Nevertheless there are people out there who say, SONAR is a ripoff and that this is a bad thing. Hmm... is it? It would be and it is concerning the fact that people think this. The indiegame movement is a platform for developers to experiment, to share new ideas and to break with conventions. A ripoff can't do this, because it obeys the conventions while ripping something off. So, there is the problem. On the other hand, a game which rips something off makes a game more stronger in some sense, because as Petri Purho pointed out, when there are ripoffs, there is a genre very soon. I also mentioned to Nugsy that we probably both did a game of a new genre. The Sonar-Genre. BlindGiRl sure belongs to that, too, and maybe is the inventor of it.

And I would say: as long as one can see that some people are building up a new genre at the moment, everything is fine. The oscar for innovation can't be handed to me, though, because BlindGiRl did it first, but that's okay for me. It's sad, because I thought I did something really new, but that's how the world works. There are so many people out there who makes tons of games, it is impossible to track them all. The most important thing is that we as indie developers do something fresh and most of all independent. I still believe SONAR is something fresh and independent.
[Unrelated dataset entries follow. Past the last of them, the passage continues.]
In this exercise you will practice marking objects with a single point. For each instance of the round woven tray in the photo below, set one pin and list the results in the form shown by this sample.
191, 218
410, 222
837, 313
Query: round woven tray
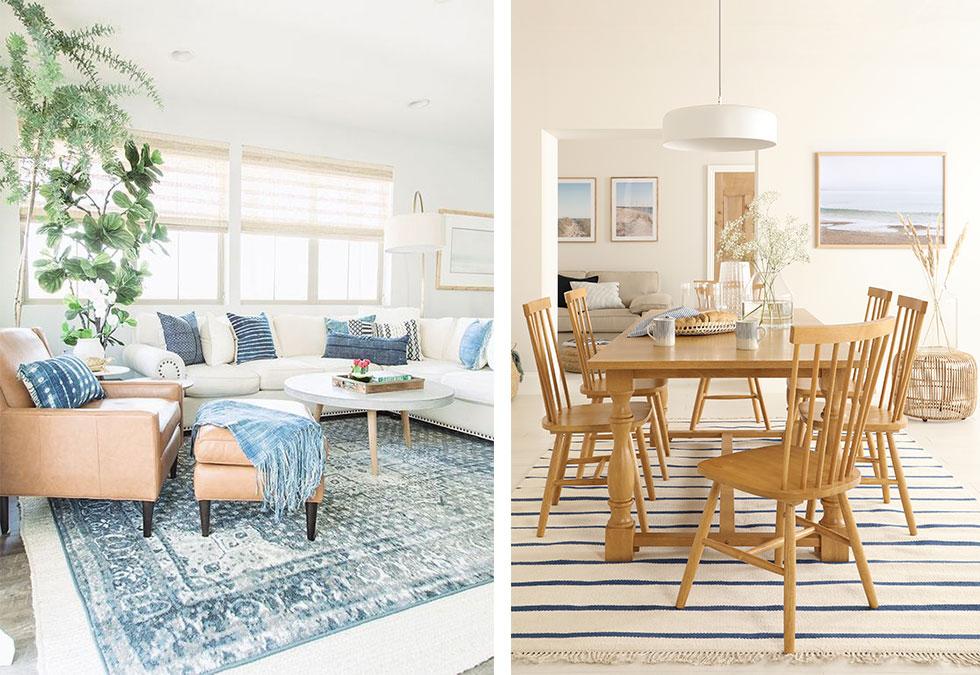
706, 329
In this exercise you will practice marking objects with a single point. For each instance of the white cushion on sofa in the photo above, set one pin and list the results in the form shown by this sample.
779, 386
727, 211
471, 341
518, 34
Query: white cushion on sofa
434, 334
273, 373
221, 380
217, 339
299, 334
471, 385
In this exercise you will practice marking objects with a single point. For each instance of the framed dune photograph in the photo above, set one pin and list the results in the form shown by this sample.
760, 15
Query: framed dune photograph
859, 196
635, 207
576, 209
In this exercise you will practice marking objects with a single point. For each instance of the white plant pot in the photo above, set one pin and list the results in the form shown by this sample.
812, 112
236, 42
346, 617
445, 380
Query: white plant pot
89, 348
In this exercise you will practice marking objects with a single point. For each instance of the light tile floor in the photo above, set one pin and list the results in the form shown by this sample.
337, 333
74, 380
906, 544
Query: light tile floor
957, 444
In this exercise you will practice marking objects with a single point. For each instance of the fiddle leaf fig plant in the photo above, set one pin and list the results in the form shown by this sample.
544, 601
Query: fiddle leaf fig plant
94, 243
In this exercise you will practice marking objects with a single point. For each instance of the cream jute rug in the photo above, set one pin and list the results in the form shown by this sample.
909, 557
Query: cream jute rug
570, 605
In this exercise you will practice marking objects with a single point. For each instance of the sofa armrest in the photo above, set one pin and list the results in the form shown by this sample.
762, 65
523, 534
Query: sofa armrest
644, 303
153, 362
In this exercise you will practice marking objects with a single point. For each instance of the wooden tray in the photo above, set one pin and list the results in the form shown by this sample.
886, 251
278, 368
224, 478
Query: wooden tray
359, 387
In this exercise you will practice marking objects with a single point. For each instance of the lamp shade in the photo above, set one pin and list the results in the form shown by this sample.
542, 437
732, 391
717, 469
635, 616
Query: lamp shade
415, 233
719, 127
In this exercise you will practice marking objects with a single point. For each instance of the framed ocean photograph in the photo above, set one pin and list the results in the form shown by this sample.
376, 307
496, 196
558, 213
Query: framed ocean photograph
860, 194
576, 209
635, 208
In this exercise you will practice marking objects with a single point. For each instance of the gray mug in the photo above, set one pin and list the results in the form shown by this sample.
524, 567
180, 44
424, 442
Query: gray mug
662, 330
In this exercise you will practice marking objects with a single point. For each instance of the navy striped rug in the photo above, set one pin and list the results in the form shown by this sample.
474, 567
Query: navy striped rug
571, 605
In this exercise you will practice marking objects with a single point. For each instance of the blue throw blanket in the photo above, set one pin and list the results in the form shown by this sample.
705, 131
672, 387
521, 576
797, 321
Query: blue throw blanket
286, 449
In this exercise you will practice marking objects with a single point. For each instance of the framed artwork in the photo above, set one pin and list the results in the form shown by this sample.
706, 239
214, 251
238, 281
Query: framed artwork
860, 194
635, 208
576, 210
466, 262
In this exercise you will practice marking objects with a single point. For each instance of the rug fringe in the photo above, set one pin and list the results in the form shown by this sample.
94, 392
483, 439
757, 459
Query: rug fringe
742, 658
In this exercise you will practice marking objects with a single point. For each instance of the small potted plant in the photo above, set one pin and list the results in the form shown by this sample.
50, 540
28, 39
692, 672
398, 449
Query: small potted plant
359, 370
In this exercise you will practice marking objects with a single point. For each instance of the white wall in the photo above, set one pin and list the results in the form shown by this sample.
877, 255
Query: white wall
678, 255
448, 176
840, 75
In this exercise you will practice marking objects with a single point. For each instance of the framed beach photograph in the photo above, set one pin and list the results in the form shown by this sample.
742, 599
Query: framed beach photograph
635, 208
860, 194
576, 209
466, 262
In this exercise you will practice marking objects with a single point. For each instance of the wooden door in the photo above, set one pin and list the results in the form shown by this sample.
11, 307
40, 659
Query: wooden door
733, 194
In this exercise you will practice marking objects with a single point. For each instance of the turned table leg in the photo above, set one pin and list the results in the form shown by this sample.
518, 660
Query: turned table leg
373, 440
622, 469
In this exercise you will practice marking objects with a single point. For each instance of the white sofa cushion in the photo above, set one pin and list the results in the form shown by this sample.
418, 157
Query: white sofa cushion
273, 373
217, 340
471, 385
299, 334
222, 380
434, 334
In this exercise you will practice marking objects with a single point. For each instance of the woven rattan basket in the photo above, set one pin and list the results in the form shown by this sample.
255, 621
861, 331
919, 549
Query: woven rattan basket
943, 385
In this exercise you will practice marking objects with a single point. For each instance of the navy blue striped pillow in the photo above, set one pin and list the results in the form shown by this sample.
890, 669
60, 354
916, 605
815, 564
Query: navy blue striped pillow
62, 382
253, 337
383, 351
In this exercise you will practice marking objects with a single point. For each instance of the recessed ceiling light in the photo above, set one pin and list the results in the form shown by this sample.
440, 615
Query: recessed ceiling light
182, 55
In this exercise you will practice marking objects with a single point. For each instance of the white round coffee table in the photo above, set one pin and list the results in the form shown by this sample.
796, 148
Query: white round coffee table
318, 388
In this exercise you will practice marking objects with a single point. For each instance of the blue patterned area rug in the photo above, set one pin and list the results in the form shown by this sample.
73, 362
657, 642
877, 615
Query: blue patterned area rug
179, 602
571, 605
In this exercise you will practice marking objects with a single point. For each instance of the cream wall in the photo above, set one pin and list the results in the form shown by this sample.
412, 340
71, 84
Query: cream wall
840, 75
449, 177
678, 255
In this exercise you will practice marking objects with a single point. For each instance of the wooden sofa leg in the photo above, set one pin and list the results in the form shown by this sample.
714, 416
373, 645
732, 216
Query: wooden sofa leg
4, 515
311, 508
205, 506
147, 518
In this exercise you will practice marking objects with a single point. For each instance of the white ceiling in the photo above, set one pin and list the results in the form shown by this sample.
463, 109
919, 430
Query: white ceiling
354, 63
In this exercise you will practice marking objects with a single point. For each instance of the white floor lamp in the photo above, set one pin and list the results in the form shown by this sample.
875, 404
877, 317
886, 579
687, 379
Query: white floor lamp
416, 232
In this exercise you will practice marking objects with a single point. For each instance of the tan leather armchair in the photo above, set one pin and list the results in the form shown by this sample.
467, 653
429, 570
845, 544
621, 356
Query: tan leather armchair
120, 447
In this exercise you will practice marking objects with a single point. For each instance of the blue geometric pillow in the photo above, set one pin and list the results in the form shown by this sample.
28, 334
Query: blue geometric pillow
61, 382
382, 351
182, 337
253, 337
361, 326
473, 346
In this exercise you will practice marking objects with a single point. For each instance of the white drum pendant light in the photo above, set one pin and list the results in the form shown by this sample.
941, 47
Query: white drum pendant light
719, 127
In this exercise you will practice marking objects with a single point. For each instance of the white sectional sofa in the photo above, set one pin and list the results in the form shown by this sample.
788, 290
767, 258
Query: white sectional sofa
300, 342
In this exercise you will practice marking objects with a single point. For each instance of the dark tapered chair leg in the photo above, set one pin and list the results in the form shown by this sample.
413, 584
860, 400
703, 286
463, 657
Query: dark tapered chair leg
205, 506
147, 518
311, 520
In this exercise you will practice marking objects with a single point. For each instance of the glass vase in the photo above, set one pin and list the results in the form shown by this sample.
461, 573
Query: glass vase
771, 303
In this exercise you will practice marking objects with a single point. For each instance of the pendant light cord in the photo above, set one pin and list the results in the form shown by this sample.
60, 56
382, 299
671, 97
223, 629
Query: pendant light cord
719, 52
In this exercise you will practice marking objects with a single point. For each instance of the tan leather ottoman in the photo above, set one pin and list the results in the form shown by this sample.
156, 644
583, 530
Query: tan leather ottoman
222, 472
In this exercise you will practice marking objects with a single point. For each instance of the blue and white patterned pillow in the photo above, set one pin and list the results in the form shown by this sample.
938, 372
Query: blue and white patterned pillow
361, 326
60, 382
473, 346
182, 337
253, 337
382, 351
409, 328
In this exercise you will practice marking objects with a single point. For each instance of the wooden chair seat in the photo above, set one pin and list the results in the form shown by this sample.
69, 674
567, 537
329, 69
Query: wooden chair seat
753, 470
593, 418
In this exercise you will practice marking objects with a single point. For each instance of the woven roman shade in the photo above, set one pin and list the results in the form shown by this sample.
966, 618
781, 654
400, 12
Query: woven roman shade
286, 193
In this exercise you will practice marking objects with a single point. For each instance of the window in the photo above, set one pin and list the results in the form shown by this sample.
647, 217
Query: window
312, 228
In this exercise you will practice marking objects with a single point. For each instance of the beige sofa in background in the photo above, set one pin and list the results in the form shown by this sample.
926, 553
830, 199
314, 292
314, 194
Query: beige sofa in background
639, 291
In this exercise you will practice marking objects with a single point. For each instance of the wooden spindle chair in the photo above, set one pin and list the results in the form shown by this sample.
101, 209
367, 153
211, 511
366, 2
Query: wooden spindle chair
652, 390
707, 293
791, 475
888, 416
563, 419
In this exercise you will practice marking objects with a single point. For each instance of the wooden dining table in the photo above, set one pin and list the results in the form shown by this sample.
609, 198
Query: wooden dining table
625, 359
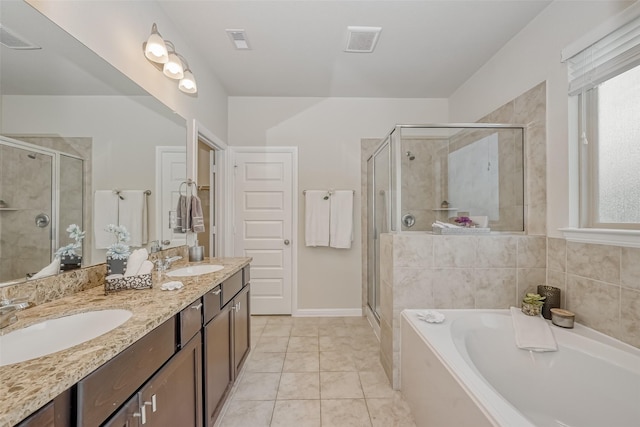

I never played BlindGiRl and I have no Xbox360, because I am to poor to afford that thing, but I am pretty sure that there are several elements and things in SONAR which differ from that title and still make it unique.

What I wish is a communication between us guys who have such similar ideas. We could improve the genre together. You know, like Charles Darwin and Alfred Russel Wallace did when they both invented the theory of evolution at the same time. There was no talk about ripping off the other. They wrote letters to each other to talk about, who destroys his life with this contra-religious theory ;) They dealt with that fact in a mature way. Because they understodd the way, the world really goes: Many people work on something. And sometimes a few guys have the same idea. And this should make them allies.